We have seen that one of the effects of a pandemic is the collapse of health services. In this context, developing and testing automated diagnostic tools is going to be a huge research topic in upcoming years. Applications with deep learning algorithms are being tested as a way of classifying Covid-19 cases. Applying such algorithms to different image recognition models of CT scan images has shown promising results, where research has shown over 98% sensitivity and 92% specificity in identifying Covid-19 [ref. 1]. This is especially relevant as doctors sometimes may have difficulty distinguishing normal pneumonia from Covid-19. Using CT scans, doctors reported specificity ranging between 60–70%; this difference in specificity indicates that AI and deep learning methods in image classification could improve the accuracy of diagnosis even in comparison to trained professionals.
A more cutting-edge solution has been presented by two prominent start-ups (Hoobox and Radsquare): a thermal camera armed with facial recognition algorithms that can scan faces and measures temperatures automatically. To detect fever, the system first identifies the face and precisely extracts points from the corners of the eyes, discarding “noise samples” such as sweat. The results have been so positive a Brazilian hospital has installed the system to measure the temperature of visitors and staff.

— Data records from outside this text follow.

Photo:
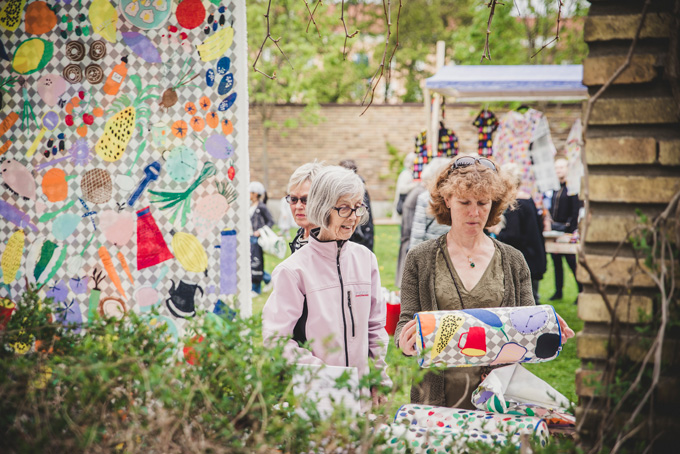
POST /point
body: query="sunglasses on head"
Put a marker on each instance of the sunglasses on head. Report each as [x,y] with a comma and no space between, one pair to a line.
[466,161]
[291,199]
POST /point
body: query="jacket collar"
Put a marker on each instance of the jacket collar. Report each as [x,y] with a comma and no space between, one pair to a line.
[326,248]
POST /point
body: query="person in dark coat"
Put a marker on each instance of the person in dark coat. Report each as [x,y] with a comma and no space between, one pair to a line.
[523,229]
[259,217]
[564,210]
[363,233]
[298,192]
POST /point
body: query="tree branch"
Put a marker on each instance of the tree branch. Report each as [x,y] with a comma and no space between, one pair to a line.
[276,43]
[557,32]
[344,25]
[487,50]
[311,16]
[381,68]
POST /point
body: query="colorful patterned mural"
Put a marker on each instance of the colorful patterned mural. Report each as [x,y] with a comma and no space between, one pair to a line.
[123,140]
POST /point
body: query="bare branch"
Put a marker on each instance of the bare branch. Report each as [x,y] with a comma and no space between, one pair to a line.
[381,68]
[557,32]
[276,43]
[586,179]
[487,50]
[344,24]
[311,17]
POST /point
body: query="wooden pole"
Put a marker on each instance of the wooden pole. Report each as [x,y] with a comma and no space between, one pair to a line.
[433,134]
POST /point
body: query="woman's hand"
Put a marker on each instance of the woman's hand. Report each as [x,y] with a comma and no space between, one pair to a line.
[407,338]
[377,398]
[567,332]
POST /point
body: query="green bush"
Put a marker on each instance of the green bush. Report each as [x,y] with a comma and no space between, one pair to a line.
[123,386]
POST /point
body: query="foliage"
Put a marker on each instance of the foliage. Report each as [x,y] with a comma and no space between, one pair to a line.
[315,70]
[311,67]
[121,386]
[516,36]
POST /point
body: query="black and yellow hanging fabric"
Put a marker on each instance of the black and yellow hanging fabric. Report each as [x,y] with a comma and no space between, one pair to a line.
[447,146]
[486,123]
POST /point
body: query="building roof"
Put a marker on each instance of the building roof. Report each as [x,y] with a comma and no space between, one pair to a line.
[509,82]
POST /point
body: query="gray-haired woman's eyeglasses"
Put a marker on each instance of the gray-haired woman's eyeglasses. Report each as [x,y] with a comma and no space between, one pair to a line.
[345,212]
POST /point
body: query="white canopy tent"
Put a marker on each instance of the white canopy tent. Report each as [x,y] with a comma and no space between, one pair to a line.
[509,83]
[485,83]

An already challenged industry has been further complicated by COVID-19. Federal, state and local guidelines, travel restrictions and self-quarantine requirements are changing daily. In this context, it is about time that similar image recognition algorithms are implemented in airports. Similar applications to the ones presented could be easily translated in this context.
One specific example could be a monitoring system that alerts violations of minimum social distancing in transit areas and gate queues. Furthermore, more advanced descriptive studies can be crucial for detecting risks and identifying hotspots such as specific gates or peak hours/dates. On a more futuristic nore, predictive tools for forecasting occupation using machine learning could help plan unseen situations hours, days or even months after.

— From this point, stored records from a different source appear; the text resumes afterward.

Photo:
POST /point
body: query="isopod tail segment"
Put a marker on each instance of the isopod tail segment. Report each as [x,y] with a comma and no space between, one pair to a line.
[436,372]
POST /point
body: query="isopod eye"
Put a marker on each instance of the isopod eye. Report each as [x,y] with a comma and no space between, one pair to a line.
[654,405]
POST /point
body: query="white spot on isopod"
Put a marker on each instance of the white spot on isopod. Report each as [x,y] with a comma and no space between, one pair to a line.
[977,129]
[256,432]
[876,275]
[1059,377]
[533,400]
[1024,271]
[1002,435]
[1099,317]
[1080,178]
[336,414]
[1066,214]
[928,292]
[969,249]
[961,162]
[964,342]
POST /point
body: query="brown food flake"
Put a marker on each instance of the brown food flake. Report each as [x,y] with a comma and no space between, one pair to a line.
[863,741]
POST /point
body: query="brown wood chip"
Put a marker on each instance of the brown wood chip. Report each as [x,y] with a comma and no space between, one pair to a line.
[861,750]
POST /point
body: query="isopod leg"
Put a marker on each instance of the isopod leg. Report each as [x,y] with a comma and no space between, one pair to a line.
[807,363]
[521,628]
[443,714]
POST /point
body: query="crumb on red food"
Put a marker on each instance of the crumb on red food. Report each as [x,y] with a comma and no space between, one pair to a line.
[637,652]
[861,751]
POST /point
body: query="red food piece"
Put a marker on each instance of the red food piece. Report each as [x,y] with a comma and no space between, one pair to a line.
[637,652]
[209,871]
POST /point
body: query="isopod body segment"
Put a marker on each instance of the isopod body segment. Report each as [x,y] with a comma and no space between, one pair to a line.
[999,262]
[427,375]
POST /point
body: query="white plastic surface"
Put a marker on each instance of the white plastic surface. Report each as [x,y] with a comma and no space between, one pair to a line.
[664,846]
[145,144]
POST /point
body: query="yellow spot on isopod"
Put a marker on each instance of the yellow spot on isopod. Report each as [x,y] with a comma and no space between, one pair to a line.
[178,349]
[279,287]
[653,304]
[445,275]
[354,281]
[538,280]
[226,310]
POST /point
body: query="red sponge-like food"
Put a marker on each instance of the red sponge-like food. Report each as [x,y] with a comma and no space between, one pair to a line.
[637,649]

There is no doubt that the Covid-19 crisis will increase the use of AI-based solutions, especially with the use of computer vision in public spaces. The massive adoption of monitoring tools will undoubtedly lead to debates concerning privacy. Indeed, the crisis has created a very difficult situation for defending public health without compromising privacy, and privacy has so far been far outweighed in favor of health.

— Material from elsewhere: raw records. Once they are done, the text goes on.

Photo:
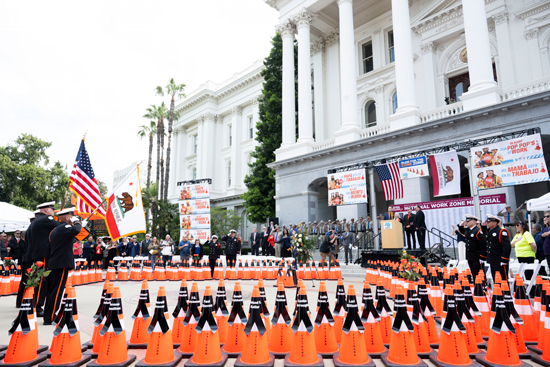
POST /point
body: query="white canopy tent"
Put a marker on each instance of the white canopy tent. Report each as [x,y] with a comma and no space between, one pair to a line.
[14,218]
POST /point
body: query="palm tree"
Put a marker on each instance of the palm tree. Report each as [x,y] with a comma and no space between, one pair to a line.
[173,90]
[149,131]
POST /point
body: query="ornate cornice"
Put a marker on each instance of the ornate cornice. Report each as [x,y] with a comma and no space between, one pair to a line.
[428,47]
[531,33]
[303,18]
[501,17]
[287,28]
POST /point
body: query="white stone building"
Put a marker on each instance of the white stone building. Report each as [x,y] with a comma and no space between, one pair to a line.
[215,136]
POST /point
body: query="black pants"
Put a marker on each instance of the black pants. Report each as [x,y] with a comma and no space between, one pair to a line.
[421,234]
[21,290]
[410,233]
[527,260]
[56,288]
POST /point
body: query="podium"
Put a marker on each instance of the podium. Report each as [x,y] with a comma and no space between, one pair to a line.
[392,234]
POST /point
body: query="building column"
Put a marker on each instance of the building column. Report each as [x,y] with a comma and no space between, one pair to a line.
[506,76]
[430,68]
[349,131]
[407,113]
[236,128]
[483,89]
[532,37]
[305,106]
[287,30]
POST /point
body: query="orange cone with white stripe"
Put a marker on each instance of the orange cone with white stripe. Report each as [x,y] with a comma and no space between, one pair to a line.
[114,351]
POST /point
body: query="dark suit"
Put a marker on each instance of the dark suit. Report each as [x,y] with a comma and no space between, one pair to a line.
[408,220]
[255,237]
[420,228]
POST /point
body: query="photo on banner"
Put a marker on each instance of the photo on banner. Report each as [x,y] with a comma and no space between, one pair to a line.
[347,188]
[445,169]
[413,168]
[511,162]
[194,208]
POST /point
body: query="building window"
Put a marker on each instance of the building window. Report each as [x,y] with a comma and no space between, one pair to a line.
[250,128]
[229,173]
[368,61]
[370,114]
[391,50]
[394,103]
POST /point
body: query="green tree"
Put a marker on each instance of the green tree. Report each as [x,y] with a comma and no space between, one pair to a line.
[223,220]
[260,183]
[173,90]
[25,178]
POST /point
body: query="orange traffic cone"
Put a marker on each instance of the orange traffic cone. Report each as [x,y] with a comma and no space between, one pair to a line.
[325,339]
[255,351]
[66,349]
[281,334]
[114,351]
[140,337]
[160,349]
[179,314]
[501,348]
[352,347]
[303,350]
[340,309]
[188,335]
[221,312]
[525,310]
[234,341]
[371,318]
[452,348]
[23,345]
[384,311]
[207,347]
[402,346]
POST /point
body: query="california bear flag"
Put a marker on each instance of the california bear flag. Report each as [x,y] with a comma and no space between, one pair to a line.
[125,215]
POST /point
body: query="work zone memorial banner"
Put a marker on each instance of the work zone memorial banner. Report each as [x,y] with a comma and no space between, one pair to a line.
[346,188]
[511,162]
[125,215]
[445,173]
[441,214]
[194,207]
[413,168]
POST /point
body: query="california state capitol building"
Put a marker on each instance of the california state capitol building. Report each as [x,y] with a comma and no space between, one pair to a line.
[376,79]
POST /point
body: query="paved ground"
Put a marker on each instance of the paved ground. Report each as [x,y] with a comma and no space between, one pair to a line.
[88,301]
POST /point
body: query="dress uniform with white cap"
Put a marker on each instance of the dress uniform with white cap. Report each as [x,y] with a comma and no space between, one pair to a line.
[476,248]
[61,260]
[38,247]
[498,247]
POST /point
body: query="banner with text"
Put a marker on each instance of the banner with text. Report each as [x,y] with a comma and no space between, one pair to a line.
[511,162]
[441,214]
[194,207]
[346,188]
[413,168]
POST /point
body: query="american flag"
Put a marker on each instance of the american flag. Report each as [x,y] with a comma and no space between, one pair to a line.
[391,181]
[83,183]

In this context, being able to incorporate de-identification layers in the data processing pipelines must be a strong consideration. Furthermore, standards for legally framing privacy preserving algorithms should be a topic of discussing, and governments should start considering regulations. There is certainly a fear of misusing this voluntarily uploaded data in a post-Covid setting.
From an engineering point of view, the systems implemented would need to meet two minimum requirements: First, the processing data pipeline would need to be done on-device without sending the images across the network. Second, the system should not be designed to recognise faces and also shouldn’t contain a persistent storage unit to store images.
Another completely different issue is finding massive datasets to train the predictive computer vision algorithms. But in the end, consumers and people in public may be less wary of their privacy than what we think — after all, if you are willing to swap your face in a shady phone app, why would you care about you face being used for preserving public health?